Boulder's Square Product Theatre is back for a sixth consecutive year, this time with crowd favorite Kelsie Huff in "Bruiser," a comic tale anchored to experiences that will be shared by many under-40 audience members. The play is a series of three short solo pieces about the experiences of a girl in 1980s middle America -- Girl Scouts; being dropped off by parents to spend all day at the roller rink; and producing "Jesus Christ Superstar" at church camp with a gay kid who shares her passion for musical theater.
"This is what it was like to grow up American in a very particular time period. It's very funny, but also, these are the things that are hard about growing up in a certain landscape," says Emily Harrison, producing artistic director and co-founder of Square Product.
The show will feature touchstones for that bygone era, as will the front of the house: Twinkies, Skittles, roller skates, Slip 'N Slide and more. "Kelsie talks a lot about eating Skittles," Harrison says. "And her grandma drove a Hostess truck."

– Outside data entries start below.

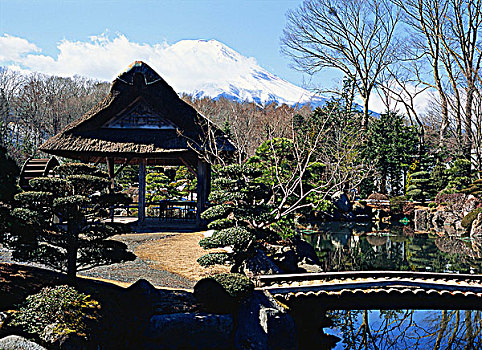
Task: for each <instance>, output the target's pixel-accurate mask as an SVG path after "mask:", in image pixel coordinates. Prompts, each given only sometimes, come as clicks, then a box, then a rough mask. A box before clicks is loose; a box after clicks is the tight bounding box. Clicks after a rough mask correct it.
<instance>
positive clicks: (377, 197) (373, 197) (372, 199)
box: [368, 193, 388, 201]
mask: <svg viewBox="0 0 482 350" xmlns="http://www.w3.org/2000/svg"><path fill="white" fill-rule="evenodd" d="M368 199H372V200H377V201H383V200H388V197H387V195H385V194H383V193H372V194H371V195H369V196H368Z"/></svg>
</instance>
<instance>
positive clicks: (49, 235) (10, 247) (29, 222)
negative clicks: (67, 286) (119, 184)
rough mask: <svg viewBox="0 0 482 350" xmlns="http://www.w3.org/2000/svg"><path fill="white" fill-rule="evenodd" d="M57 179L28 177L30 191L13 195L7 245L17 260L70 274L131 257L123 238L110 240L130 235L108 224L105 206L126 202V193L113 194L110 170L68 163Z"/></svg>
mask: <svg viewBox="0 0 482 350" xmlns="http://www.w3.org/2000/svg"><path fill="white" fill-rule="evenodd" d="M53 175H54V177H44V178H36V179H33V180H31V181H30V185H31V187H32V191H27V192H22V193H19V194H17V195H16V196H15V201H16V203H15V208H14V209H13V210H12V212H11V215H12V217H13V218H14V219H15V221H14V225H13V226H12V229H11V231H12V232H11V234H12V237H11V240H9V242H8V246H9V248H11V249H12V250H13V254H12V257H13V258H14V259H15V260H17V261H30V262H35V263H40V264H43V265H46V266H48V267H50V268H53V269H55V270H58V271H61V272H66V273H67V275H68V276H70V277H71V278H73V277H75V275H76V273H77V271H79V270H85V269H88V268H91V267H94V266H99V265H108V264H112V263H117V262H122V261H126V260H133V259H134V258H135V256H134V255H133V254H132V253H130V252H128V251H127V246H126V245H125V244H123V243H121V242H117V241H112V240H107V238H109V237H112V236H114V235H116V234H121V233H126V232H127V227H126V226H124V225H119V224H113V223H104V222H102V219H103V218H104V216H105V215H106V210H105V209H104V208H106V207H108V206H110V205H112V204H113V203H114V202H120V203H125V202H126V201H127V200H126V198H125V196H123V195H120V194H115V193H110V192H109V191H108V187H109V184H110V180H109V179H108V176H107V174H105V173H103V172H102V171H100V170H99V169H97V168H96V167H95V166H92V165H88V164H82V163H65V164H63V165H60V166H58V167H56V168H55V169H54V170H53Z"/></svg>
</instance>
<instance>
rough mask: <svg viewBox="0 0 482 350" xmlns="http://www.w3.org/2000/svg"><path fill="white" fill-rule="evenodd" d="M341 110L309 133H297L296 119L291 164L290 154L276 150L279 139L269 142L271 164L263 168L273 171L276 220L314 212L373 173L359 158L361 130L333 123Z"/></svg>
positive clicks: (272, 137)
mask: <svg viewBox="0 0 482 350" xmlns="http://www.w3.org/2000/svg"><path fill="white" fill-rule="evenodd" d="M338 108H340V105H337V104H335V105H334V106H333V107H332V108H331V109H329V110H327V111H326V113H324V114H321V117H320V118H317V120H316V123H314V124H313V125H309V126H308V129H306V128H302V129H298V127H297V126H296V125H295V119H293V121H292V123H293V124H292V130H291V131H292V134H291V137H290V139H289V140H290V142H291V145H290V146H291V147H289V150H288V152H289V154H288V155H287V157H288V158H289V161H288V163H289V164H287V162H286V151H287V150H286V149H285V148H284V147H281V148H280V147H277V142H276V138H274V137H270V138H269V139H268V142H269V146H270V150H269V155H268V159H269V160H268V162H267V164H262V166H263V167H266V168H267V169H271V176H270V177H271V183H272V192H273V193H274V196H275V198H274V202H275V204H276V208H275V209H274V214H275V216H276V218H280V217H284V216H287V215H289V214H292V213H294V212H296V211H298V210H300V209H302V208H304V207H310V208H311V209H315V208H314V205H315V202H320V201H323V200H325V199H328V198H329V196H330V195H331V194H333V193H334V192H335V191H339V190H346V189H355V188H357V187H358V186H359V185H360V183H361V182H362V181H363V180H364V179H365V178H366V177H367V176H368V175H370V173H371V171H372V170H373V164H371V163H369V162H367V161H363V160H362V157H360V148H359V147H360V144H361V143H362V140H363V135H362V134H361V133H360V132H359V128H356V127H352V126H348V125H345V126H341V125H340V124H339V123H337V122H333V120H332V119H331V117H332V116H333V114H334V113H337V110H338ZM347 113H351V112H350V111H348V112H347ZM345 117H346V119H348V118H349V115H348V114H346V115H345ZM287 166H288V167H289V169H287ZM313 175H315V177H316V178H315V179H313ZM315 197H316V200H314V198H315Z"/></svg>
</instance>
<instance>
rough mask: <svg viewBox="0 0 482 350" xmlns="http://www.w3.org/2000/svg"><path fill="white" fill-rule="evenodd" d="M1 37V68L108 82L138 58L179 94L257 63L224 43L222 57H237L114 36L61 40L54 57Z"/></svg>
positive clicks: (245, 71) (118, 36)
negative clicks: (169, 81)
mask: <svg viewBox="0 0 482 350" xmlns="http://www.w3.org/2000/svg"><path fill="white" fill-rule="evenodd" d="M1 39H4V40H3V41H5V42H6V44H5V45H7V44H8V50H6V49H3V47H2V40H0V52H1V53H2V54H0V65H8V66H18V67H21V68H23V69H26V70H30V71H35V72H42V73H46V74H53V75H60V76H73V75H75V74H78V75H83V76H87V77H91V78H96V79H101V80H108V81H111V80H113V78H115V77H116V76H117V75H118V74H119V73H120V72H122V71H123V70H124V69H126V68H127V66H128V65H129V64H131V63H132V62H134V61H136V60H141V61H144V62H146V63H148V64H149V65H150V66H152V67H153V68H154V69H155V70H156V71H158V72H159V74H160V75H161V76H163V77H164V78H165V79H166V80H167V81H168V82H169V80H172V84H173V85H175V86H177V88H178V89H180V90H185V88H186V86H185V85H186V84H190V85H191V86H194V85H195V86H199V84H201V83H203V82H204V83H206V82H207V81H210V80H212V79H213V76H216V80H222V79H223V75H224V78H226V77H227V76H228V75H229V76H233V75H235V74H238V75H243V74H247V73H248V72H249V71H248V68H250V67H251V66H252V65H253V63H254V64H256V61H255V59H254V58H246V57H243V56H241V55H239V54H238V53H236V52H235V51H232V50H231V51H232V52H230V49H229V48H227V47H225V46H224V45H222V44H221V45H222V46H224V49H225V54H226V55H231V56H235V57H234V60H233V59H232V58H233V57H231V59H227V57H226V56H224V57H223V55H220V54H219V53H217V55H216V53H215V54H214V57H213V56H211V55H213V52H212V51H213V50H212V49H211V52H210V50H209V48H206V49H201V50H200V49H199V46H198V47H197V48H196V47H193V45H189V43H190V42H192V41H190V40H184V41H181V42H178V43H176V44H173V45H168V44H166V43H161V44H153V45H151V44H146V43H136V42H132V41H129V40H128V39H127V38H126V37H125V36H124V35H122V34H118V35H116V36H115V37H114V38H113V39H110V38H109V37H108V35H106V34H101V35H99V36H92V37H90V40H89V41H85V42H84V41H69V40H63V41H61V42H60V43H59V44H58V45H57V48H58V50H59V54H58V55H57V57H55V58H54V57H51V56H48V55H44V54H41V53H40V50H39V49H38V48H37V47H36V46H35V45H34V44H31V43H29V42H28V41H27V40H25V39H22V38H18V37H13V36H9V35H5V36H4V37H3V38H1ZM194 46H196V45H194ZM211 46H212V45H211ZM217 49H219V47H218V48H217ZM208 56H209V57H208ZM213 59H214V61H213ZM207 62H209V63H211V64H207ZM193 73H195V74H193ZM233 73H235V74H233ZM220 75H221V76H220Z"/></svg>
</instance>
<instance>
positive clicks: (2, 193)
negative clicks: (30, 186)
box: [0, 146, 20, 203]
mask: <svg viewBox="0 0 482 350" xmlns="http://www.w3.org/2000/svg"><path fill="white" fill-rule="evenodd" d="M19 174H20V169H19V168H18V166H17V163H15V161H14V160H13V159H12V158H10V157H9V156H8V155H7V149H6V148H5V147H3V146H0V202H3V203H9V202H11V201H12V199H13V196H14V195H15V193H16V192H17V191H18V188H17V177H18V175H19Z"/></svg>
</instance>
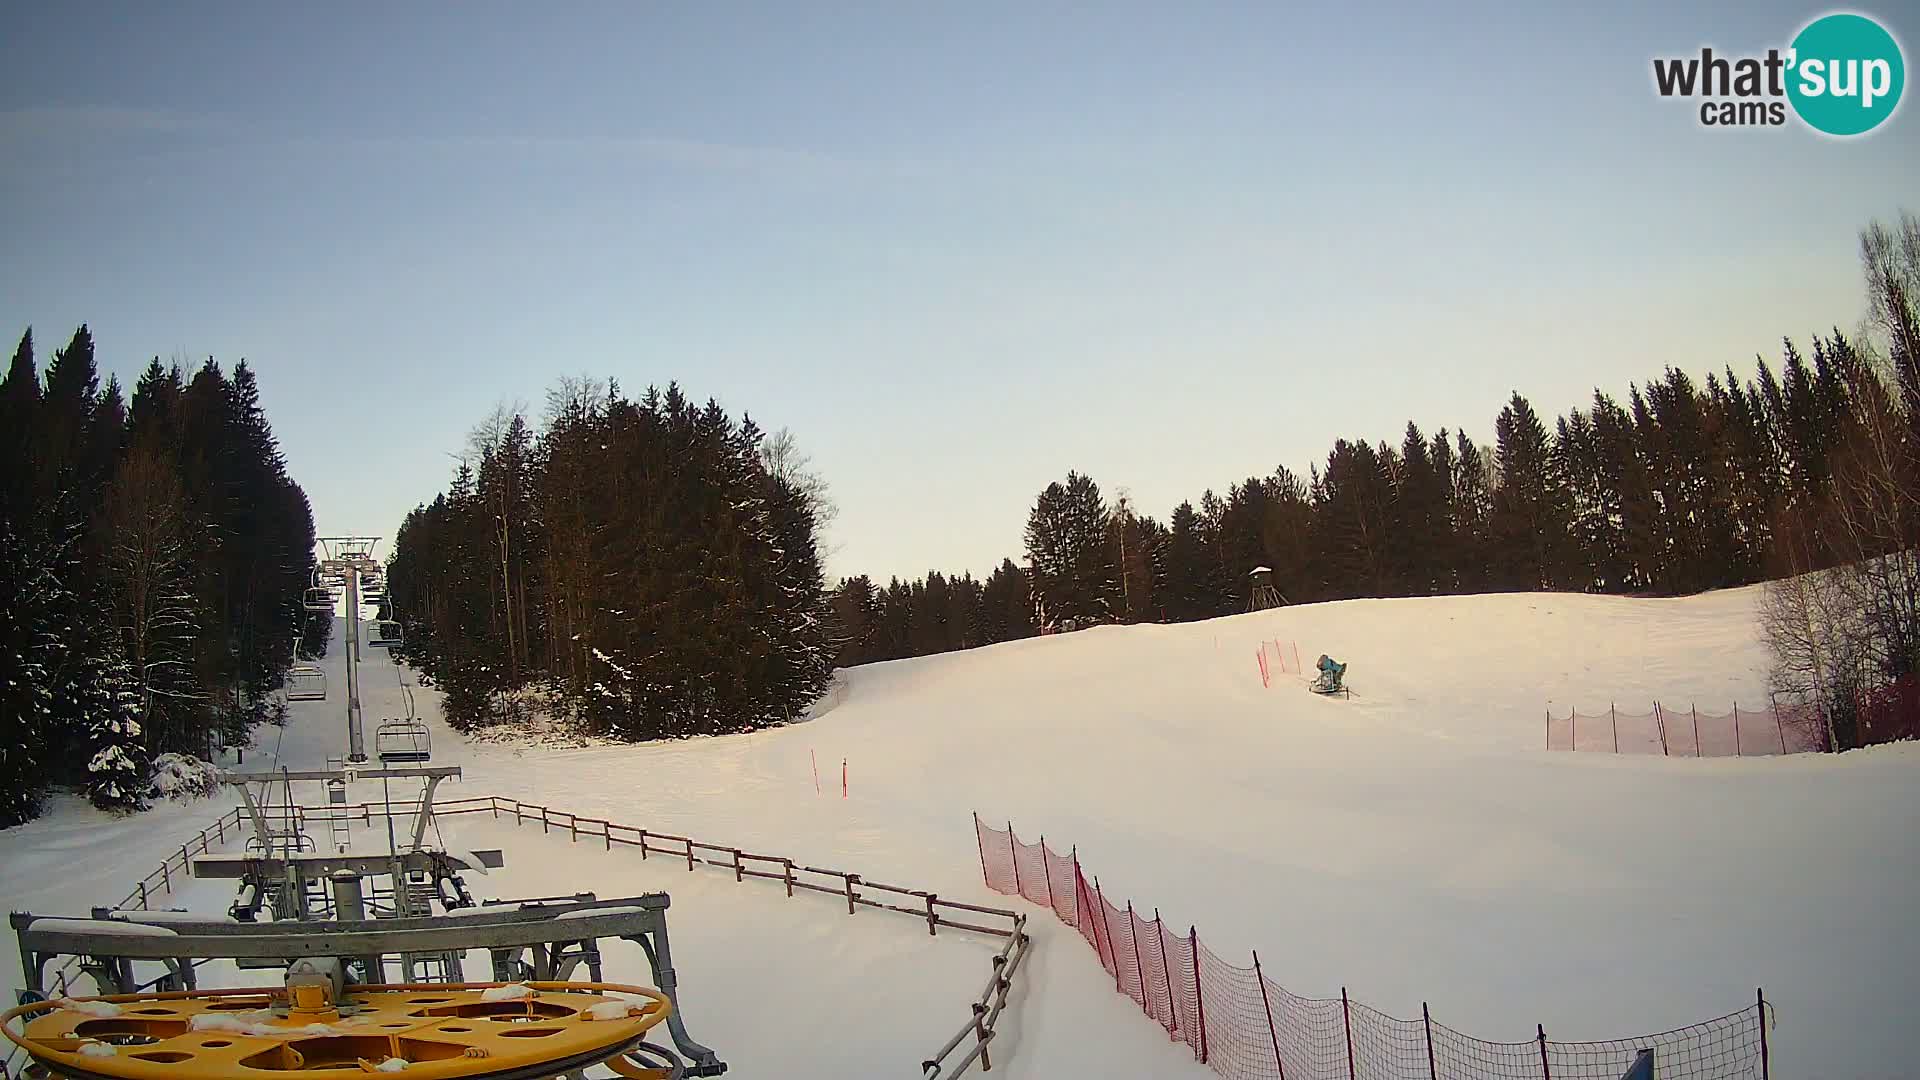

Gemma Wilcox, who splits her time between London and Boulder, will perform a 10th-anniversary run of her show "The Honeymoon Is Officially Over," winner of the festival's "Pick of the Fringe" award in 2005 and 2007. Bulgaria-born Margarita Blush, one of the nation's few academics focused on puppet theater, will bring "The Crane Wife," which made its debut at the Boulder Public Library in 2011.
"This is one of the favorite folk tales in Japan," says Blush, who lived in Boulder until taking a job this year as a professor of performance and directing at the University of Connecticut, home of the nation's only extensive puppet theater. Her version of the tale is based heavily on that of storyteller Odds Bodkin.
As always, there will be non-performance events, including an opening-night celebration with an all-you-can-eat buffet, daily late-night talk shows, a story slam modeled after New York's "The MOTH: True Stories Told Live," panels and more. "The Boulder Fringe Festival is one of those events that really brings the community together," Blush says. "I find great value in a community of artists coming together to exchange ideas and innovations, pushing the envelope in non-traditional ways. I love participating in it. It's accessible, fun, thought-provoking and risque, all in one."